Um grupo de cientistas das universidades de Cambridge, no Reino Unido, e de Stellenbosch, na África do Sul, passou vários anos investigando o comportamento de suricatas (Suricata suricatta).
Eles descobriram não só que esses bichos apresentam um comportamento solidário para alimentar os filhotes da comunidade, que se beneficiam da generosidade de suas "babás", como também que essa atividade supostamente altruísta oferece vantagens aos que a realizam.
Os suricatas, tornados populares pelo personagem Timão do desenho animado da Disney "O Rei Leão", são animais sociais, ou seja, vivem em bandos. Os grupos chegam a ter 30 integrantes. Em geral, compõem-se de um macho e de uma fêmea dominantes, que são os pais de cerca de 80% de toda a prole da comunidade, mais os filhotes e alguns agregados -chamados de ajudantes (em inglês, "helpers").
Esses membros da comunidade passam as primeiras 10 a 12 semanas de vida dos recém-nascidos ajudando-os na sua alimentação.

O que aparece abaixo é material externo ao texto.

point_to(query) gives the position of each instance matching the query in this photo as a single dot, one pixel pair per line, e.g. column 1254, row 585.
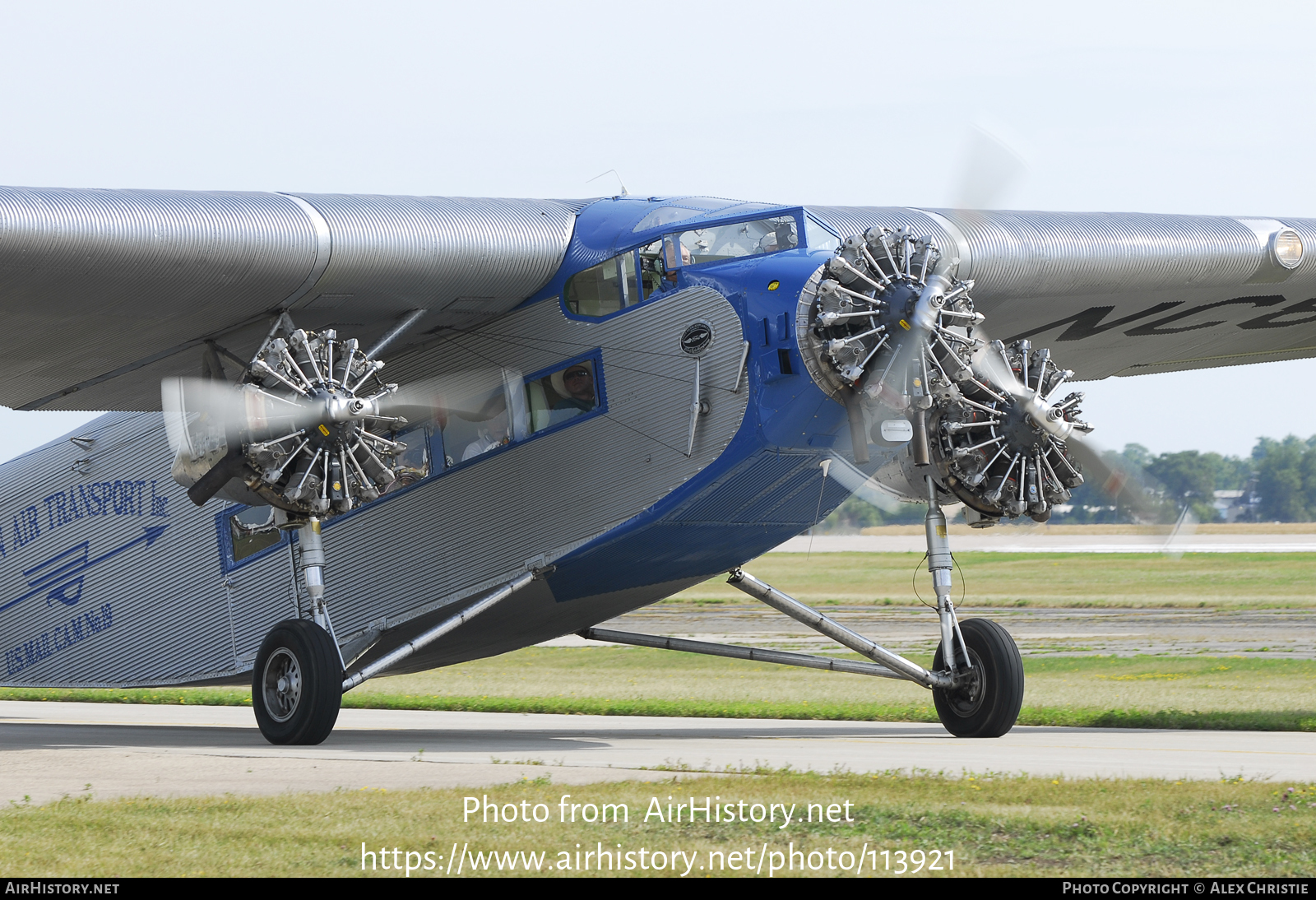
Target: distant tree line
column 1278, row 483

Algumas vezes, os ajudantes guardam parentesco com os filhotes; em outras não.
"Já mostramos que não há associação forte entre quão aparentados são os ajudantes dos filhotes e quanto trabalho eles fazem", disse à Folha Timothy Clutton-Brock, o líder da equipe.
A conclusão não apóia a idéia de que o comportamento altruísta seja uma tentativa de promover a propagação de genes para as futuras gerações -já que os suricatas observados não fazem distinção entre filhotes com que tenham parentesco, e portanto genes em comum, e filhotes não-relacionados (leia texto à direita).

Bondade lucrativa
Outra conclusão do estudo, cujos resultados saíram na edição de ontem da revista "Science" (www.sciencemag.org), é a de que não só os filhotes se beneficiam da generosidade dos ajudantes, mas que os próprios benfeitores se saem melhor com isso. Ou seja, dá lucro ser bonzinho.

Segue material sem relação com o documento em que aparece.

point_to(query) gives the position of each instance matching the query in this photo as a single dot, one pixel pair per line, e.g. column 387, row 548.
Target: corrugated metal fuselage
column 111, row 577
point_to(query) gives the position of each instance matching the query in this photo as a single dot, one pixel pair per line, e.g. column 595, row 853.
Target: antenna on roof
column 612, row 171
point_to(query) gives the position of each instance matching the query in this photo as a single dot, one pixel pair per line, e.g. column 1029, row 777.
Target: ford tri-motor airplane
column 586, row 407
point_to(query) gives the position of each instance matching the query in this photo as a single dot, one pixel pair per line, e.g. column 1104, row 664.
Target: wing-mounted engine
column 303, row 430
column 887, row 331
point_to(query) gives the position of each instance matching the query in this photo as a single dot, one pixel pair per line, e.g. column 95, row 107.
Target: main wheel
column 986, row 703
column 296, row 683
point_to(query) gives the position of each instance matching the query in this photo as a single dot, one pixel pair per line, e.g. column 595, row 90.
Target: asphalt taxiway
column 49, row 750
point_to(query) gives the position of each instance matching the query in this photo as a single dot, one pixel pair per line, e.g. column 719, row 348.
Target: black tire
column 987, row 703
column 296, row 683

Primeiro, eles aprimoram sua habilidade para coletar alimentos (os suricatas se alimentam de insetos, pequenos vertebrados e ovos) ao ajudar os filhotes.

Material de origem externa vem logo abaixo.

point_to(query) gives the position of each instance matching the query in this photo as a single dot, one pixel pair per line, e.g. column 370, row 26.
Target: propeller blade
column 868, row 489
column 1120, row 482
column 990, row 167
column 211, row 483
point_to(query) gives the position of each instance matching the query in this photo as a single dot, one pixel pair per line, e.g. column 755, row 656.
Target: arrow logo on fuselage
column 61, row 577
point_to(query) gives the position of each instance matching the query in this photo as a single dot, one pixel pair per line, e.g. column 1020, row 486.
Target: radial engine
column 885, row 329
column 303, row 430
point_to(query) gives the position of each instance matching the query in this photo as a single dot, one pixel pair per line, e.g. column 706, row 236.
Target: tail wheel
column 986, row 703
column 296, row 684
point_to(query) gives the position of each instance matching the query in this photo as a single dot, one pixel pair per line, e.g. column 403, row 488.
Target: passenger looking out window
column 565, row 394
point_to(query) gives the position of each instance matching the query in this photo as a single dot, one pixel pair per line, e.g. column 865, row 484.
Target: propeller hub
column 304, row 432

Segundo, ajudar os filhotes a vingar significa aumentar o tamanho do grupo. Quanto maior o número de indivíduos, maior é a chance de detectar predadores em tempo para uma fuga. "A sobrevivência e o sucesso reprodutivo de todos declina rapidamente quando o tamanho do grupo diminui", diz Clutton-Brock.
O cientista também não descarta a possibilidade de outras vantagens não observadas. "O que é preciso agora são testes de diferentes idéias sobre os benefícios para os ajudantes", afirma.

Solidariedade animal
Ao que tudo indica, a generosidade para com a prole alheia não é exclusividade de suricatas e humanos. Os pesquisadores já estão buscando resultados similares em outras espécies. "Estamos também trabalhando com outras fuinhas e esperamos colaborar com pessoas que estudam toupeiras. Outros membros do meu grupo de pesquisa também trabalham com pássaros cooperativos", diz.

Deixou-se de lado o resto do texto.